A expectativa para 2019 é de que o preço, no mercado exterior, tenha significativa retração. A tonelada, que já chegou a custar US$ 3,3 mil, em janeiro de 2017, não passa dos US$ 2,7 mil, neste ano. A previsão é de que vá se mantendo em torno de 20% a menos do que foi pago em 2018.

Expectativa é de evolução a partir de março
O ciclo se repete em todos os anos. No período de calor, a produtividade mantém-se e o consumo reduz sensivelmente. Isto faz com que seja reduzido o valor pago ao produtor, que vê o custo da propriedade se manter e até subir, enquanto aguarda o pagamento pelo que comercializa, que costuma ser feito 45 dias pós a entrega. “É preciso uma organização muito boa e um planejamento para conseguir garantir o produto com qualidade, sem prejudicar o andamento da propriedade”, enfatiza Marcos Cutti.

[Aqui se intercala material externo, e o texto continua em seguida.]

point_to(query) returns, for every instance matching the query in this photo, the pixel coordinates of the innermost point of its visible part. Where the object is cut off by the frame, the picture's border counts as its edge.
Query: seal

O Sindilat, assim como a família Cutti, acredita em uma melhora nos valores, a partir de fevereiro. No próximo mês, a tendência é de que seja bem pouco perceptível, sendo maior significativa a partir de março, até atingir o ápice em julho.
A variação também pode ser percebida nas prateleiras dos supermercados. As grandes redes conseguiram baixar de R$ 2 a caixa do leite UHT. “Ficando neste valor é preocupante, porque a média acaba sofrendo baixas ainda mais significativas”, afirma Darlan Palharini, do Sindilat. Marcos percebe que houve certa recuperação do valor pago pelo consumidor no mercado, mas que isto ainda não chegou à propriedade.
Pesquisadores do Centro de Estudos Avançados em Economia Aplicada (Cepea), da Esalq/USP, que fazem levantamento sobre o valor médio pago em diferentes partes do país, já havia projetado a baixa para janeiro. Também acreditam que fevereiro deve ter cotações melhores, sinalizando certa recuperação. Isto, porque a oferta não está se elevando de forma intensa e a disputa das empresas por matéria-prima pode elevar os valores do produto. Passa a ter maior peso, quando o leite tem sua finalidade definida. Como a produção dos Cutti é direcionada, basicamente, para a fabricação de queijo, eles mantêm o leite com características próprias para isto, o que faz com que tenha valor agregado.
Melhor
Por mais que possa apresentar recuperação, a partir do próximo mês, os pesquisadores acreditam que deva superar 2018, mas ficar abaixo de 2017, no mercado interno. Uma luz no fim do túnel, no entanto, pode ser entendida como boa notícia. O mercado trabalha com a expectativa de crescimento da economia, com a inflação controlada, e isto reflete no consumo.
Assim, mesmo que com projeção de 2,5% de elevação, o que é considerado pouco, o brasileiro deve ter aumento no poder de compra, ajustando a questão da oferta e da demanda, o que diminui a possibilidade de preços despencando, principalmente, no primeiro trimestre.